Start by completing the exercises from Lab Session 02 if you haven’t done so already.
The lecture notes for lecture 3 can be found here.
Part 1) Word frequencies and N-grams
Exercise 1.1: Script files and word frequencies
a) Recreate this example (tokenize.sh
+ count word frequencies) and send the output to a file. Compare this result with a frequency list obtained otherwise, for instance, with Antconc.
b) Create a script file freq.sh
to make a frequency list of a tokenized file given as argument. Try to combine it with the script for tokenization.
c) Make a frequency list of a larger text, then select lines matching a regexp, e.g. words with three letters or less.

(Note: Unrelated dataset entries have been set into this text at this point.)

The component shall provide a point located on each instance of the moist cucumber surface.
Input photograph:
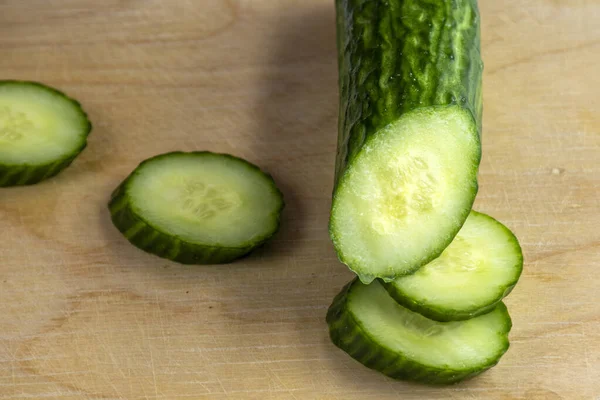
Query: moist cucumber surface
(477, 270)
(409, 131)
(42, 130)
(371, 327)
(197, 208)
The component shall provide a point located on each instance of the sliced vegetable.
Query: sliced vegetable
(197, 208)
(42, 130)
(371, 327)
(479, 268)
(409, 126)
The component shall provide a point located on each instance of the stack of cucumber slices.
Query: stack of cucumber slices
(432, 273)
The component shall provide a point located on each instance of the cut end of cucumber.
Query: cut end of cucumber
(205, 198)
(479, 267)
(407, 193)
(38, 125)
(474, 344)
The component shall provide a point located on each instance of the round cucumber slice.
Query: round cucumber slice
(197, 208)
(407, 193)
(478, 269)
(371, 327)
(42, 130)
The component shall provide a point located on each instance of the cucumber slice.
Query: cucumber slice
(371, 327)
(42, 130)
(409, 124)
(197, 208)
(479, 268)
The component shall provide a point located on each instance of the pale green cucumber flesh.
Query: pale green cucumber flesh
(42, 130)
(197, 208)
(371, 327)
(402, 199)
(476, 271)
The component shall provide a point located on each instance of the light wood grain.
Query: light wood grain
(87, 316)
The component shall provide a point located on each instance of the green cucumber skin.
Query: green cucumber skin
(347, 334)
(395, 56)
(439, 313)
(152, 240)
(444, 314)
(21, 175)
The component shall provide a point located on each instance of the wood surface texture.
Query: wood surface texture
(84, 315)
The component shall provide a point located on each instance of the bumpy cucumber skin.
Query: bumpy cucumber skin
(446, 314)
(347, 333)
(22, 175)
(150, 239)
(396, 56)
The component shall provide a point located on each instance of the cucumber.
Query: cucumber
(479, 268)
(365, 322)
(42, 130)
(197, 208)
(409, 131)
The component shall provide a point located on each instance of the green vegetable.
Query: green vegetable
(41, 132)
(197, 208)
(371, 327)
(409, 131)
(479, 268)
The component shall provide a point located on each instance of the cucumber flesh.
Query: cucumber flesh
(407, 193)
(479, 268)
(197, 208)
(370, 326)
(41, 132)
(410, 117)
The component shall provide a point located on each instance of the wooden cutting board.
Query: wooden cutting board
(84, 315)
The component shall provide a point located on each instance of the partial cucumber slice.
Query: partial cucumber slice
(371, 327)
(407, 193)
(41, 132)
(409, 131)
(479, 268)
(197, 208)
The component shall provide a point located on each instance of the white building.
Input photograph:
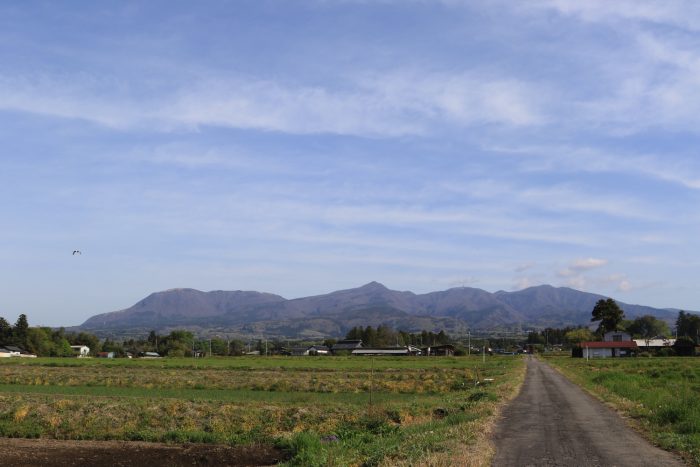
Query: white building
(80, 351)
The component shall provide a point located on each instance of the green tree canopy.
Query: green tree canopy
(576, 336)
(688, 325)
(648, 326)
(608, 313)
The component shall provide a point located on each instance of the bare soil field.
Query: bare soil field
(42, 452)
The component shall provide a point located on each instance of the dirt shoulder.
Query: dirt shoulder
(42, 452)
(553, 422)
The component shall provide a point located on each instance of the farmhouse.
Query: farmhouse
(80, 351)
(312, 350)
(346, 346)
(614, 344)
(387, 351)
(446, 350)
(17, 352)
(6, 353)
(655, 343)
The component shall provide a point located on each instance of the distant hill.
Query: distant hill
(454, 310)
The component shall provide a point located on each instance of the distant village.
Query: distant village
(615, 337)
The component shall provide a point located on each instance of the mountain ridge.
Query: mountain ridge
(454, 310)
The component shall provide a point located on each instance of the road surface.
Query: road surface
(553, 422)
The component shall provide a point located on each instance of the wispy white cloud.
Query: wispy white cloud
(579, 266)
(401, 103)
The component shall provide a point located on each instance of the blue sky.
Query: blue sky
(301, 147)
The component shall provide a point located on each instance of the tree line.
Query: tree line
(384, 336)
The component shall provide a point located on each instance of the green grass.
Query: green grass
(255, 363)
(318, 409)
(661, 394)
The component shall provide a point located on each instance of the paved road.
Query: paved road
(553, 422)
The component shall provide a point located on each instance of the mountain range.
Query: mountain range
(455, 311)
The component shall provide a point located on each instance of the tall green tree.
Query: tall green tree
(608, 313)
(688, 325)
(647, 327)
(20, 331)
(5, 331)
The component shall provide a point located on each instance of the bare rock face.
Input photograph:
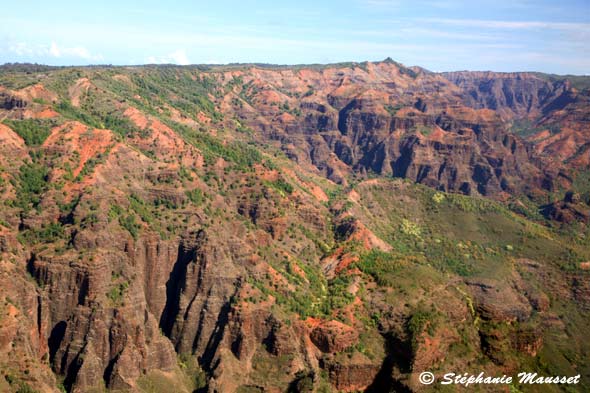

How do frequencies of shorter words compare to frequencies of longer words?
The next exercise requires R and RStudio. Some of you might not have any experience with using R, so you might want to check out a short primer first.
Here’s what you need to know for now:
- Installing R and RStudio.
- Create a new R file in RStudio and store it in a folder of your choice (“File” –> “Save As”).
- Download the sherlock-freq.csv file
and store it in the same folder as your RStudio file.- Import the dataset by running this line of code:
freqlist = read.table("LING123/sherlock-freq.csv")
NB! Use the relative filepath to
sherlock-freq.csv
from where you stored the R file. On Windows you might have to specify the folder (for me that would be ‘LING123’, as in the example above), even though the R file and the .csv actually are in the same folder. Pay attention to the Unix-style ‘/’ in the pathname (as opposed to ‘\’).
If you are interested in a proper introduction to R, I can recommend this free tutorial. It covers the most basic stuff in a couple of hours, and has a lot of great example code you can try out for yourself.
Exercise 1.2: Plotting word frequencies in R
a) Recreate the example from the lecture notes in RStudio.
b) Make observations about the distribution of the frequencies.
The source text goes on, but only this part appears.